Man, I hate those chests. It makes me wonder if when Nintendo tests Zelda games out that they have a completely different approach to rupees than the fans do. I spent most Zelda games hovering around a full wallet. I just don't spend rupees that much. I buy essential items and that is about it. There is usually nothing interesting else to buy. What am I going to buy arrows and bombs? I can get those for free from defeated enemies. It's like Nintendo designs the game under the assumption that everyone is shooting arrows and throwing bombs all over the damn place and needs to constantly purchase refills. So the many chests of rupees in their minds is probably doing the player a big favour. Am I just playing differently than everyone else?
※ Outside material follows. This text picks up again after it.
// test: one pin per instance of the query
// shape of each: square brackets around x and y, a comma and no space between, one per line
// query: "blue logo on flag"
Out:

Is spending rupees left and right the more common way of playing? The ironic thing is that the original Zelda had the exact opposite problem. Rupees were scarce, items were expensive and each arrow cost a rupee. In that game millions of treasure chests bursting with rupees would have been a blessing.
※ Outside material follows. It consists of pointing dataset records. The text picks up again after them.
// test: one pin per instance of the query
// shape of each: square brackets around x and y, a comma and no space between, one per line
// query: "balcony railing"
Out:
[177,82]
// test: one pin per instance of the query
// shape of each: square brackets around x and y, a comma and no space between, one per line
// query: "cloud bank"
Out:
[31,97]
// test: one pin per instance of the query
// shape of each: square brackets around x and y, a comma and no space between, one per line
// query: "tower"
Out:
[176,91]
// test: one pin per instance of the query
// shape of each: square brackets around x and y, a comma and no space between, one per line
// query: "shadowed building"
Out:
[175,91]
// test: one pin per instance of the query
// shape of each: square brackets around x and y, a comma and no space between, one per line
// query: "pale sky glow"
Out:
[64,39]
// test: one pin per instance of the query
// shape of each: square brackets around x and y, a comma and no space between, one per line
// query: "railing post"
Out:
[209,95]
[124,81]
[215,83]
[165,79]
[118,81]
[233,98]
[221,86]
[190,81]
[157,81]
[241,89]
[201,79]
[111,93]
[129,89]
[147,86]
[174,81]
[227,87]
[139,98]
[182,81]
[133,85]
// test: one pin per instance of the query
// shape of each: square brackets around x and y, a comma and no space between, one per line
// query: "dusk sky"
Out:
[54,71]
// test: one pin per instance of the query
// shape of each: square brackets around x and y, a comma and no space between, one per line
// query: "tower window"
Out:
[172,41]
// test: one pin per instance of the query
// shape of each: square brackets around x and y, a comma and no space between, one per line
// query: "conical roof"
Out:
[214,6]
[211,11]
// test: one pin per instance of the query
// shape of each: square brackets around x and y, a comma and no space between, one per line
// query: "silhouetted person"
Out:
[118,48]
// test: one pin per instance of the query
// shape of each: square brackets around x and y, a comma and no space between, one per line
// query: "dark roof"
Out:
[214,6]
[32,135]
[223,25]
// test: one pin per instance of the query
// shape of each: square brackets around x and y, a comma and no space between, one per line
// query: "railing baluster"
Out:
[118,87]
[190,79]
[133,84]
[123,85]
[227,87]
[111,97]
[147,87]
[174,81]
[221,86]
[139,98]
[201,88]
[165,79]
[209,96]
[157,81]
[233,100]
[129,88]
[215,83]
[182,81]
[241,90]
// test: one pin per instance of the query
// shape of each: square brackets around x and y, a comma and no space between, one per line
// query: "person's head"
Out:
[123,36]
I wonder if the problem with Zelda's world is that Nintendo just doesn't really care about storyline elements. If you look at something like Lord of the Rings you can tell that Tolkien had this huge world in his head and had all sorts of details mapped out. I'll watch the movie and I'll see this cool statue in the background and it's not some random ass statue, it's a statue taken from the book and it was all planned and it meant something. It makes a simple locale feel so alive and real.
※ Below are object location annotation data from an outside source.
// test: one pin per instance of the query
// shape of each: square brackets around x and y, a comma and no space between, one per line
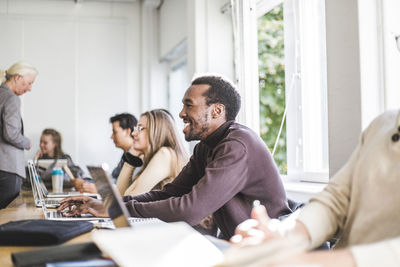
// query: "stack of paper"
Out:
[172,244]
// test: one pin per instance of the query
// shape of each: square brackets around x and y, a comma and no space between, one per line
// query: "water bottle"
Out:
[57,179]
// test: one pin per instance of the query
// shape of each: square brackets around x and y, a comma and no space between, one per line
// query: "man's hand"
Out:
[261,228]
[78,205]
[253,231]
[88,188]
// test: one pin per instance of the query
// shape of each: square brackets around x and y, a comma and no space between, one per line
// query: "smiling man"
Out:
[229,169]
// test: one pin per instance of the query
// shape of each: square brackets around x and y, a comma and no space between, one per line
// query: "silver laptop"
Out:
[33,177]
[47,194]
[111,197]
[45,163]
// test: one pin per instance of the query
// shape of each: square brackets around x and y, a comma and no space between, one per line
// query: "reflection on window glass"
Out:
[272,82]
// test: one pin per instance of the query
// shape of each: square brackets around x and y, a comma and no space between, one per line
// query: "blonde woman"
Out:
[157,149]
[15,81]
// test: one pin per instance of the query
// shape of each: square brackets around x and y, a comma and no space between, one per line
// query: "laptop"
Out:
[53,214]
[45,163]
[33,177]
[111,197]
[48,194]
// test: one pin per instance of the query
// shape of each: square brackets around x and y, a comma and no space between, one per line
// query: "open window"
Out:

Miyamoto has all this gameplay is his head and then pulls all the storyline details out of his butt at the last minute. So if you want to see underground ruins of an ancient civilization? Well there is no ancient civilization in Miyamoto's head so either it doesn't go in or he decides to put something there but it's just made up with no real details behind it. When someone has a whole world planned in their head, they don't hodge podge some area together. They know the details and it is more like they are just relaying existing information. They care so the results are better. Nintendo as a whole doesn't really care about stories so Miyamoto is going to be thinking more in terms of water level, forest level, fire level. He's going to think in a technical videogame kind of way. Nintendo is not creating a world, they're creating a level for the player to play in.
I don't think this approach is necessarily wrong (it probably allows for better level design) but I think it benefitted more from inferior hardware. On the NES just that fact that it's one big world is mindblowing at the time. Ocarina of Time was such an ambitious game at the time that it didn't matter that the world was a big empty field and a bunch of glorified rooms hanging off it. I'm riding a horse! I'm travelling through time! I'm playing the individual notes of these songs! There was enough "wow" factor to keep us distracted.
Twilight Princess comes along and we're not so impressed by these things. There are less technical limitations now. Now I notice that the world is just an empty hub with rooms branching of it and that it isn't that big and there isn't much to it. Prior to the Gamecube the graphics were weak enough that you could just shove a statue in some place and it looked great because, holy ****, there's a statue. Any window dressing was exceptional. But now that it is not so exceptional that random statue looks like a random statue. It feels stiff and forced.
Hell, I noticed this with a lot of Nintendo's games from the Cube onward. It's like once the graphics were such that things could look like they should, Nintendo's characters and worlds felt a lot more generic to me. Sometimes the games seemed more empty and lacked extra details, like Nintendo only did the bare minimum. It may have been that before there was no room to work with so it took less effort to make things stand out. It's easier to fill a bedroom than it is a gymnasium. One huge exception was Metroid Prime which was just brimming with details and backstory and that game just filled with me with awe. I can't say what the thought process was in designing that game but it sure as hell felt like every detail was meticulously planned. With Zelda lately it's been more like "uh, well I guess we'll put a lake here".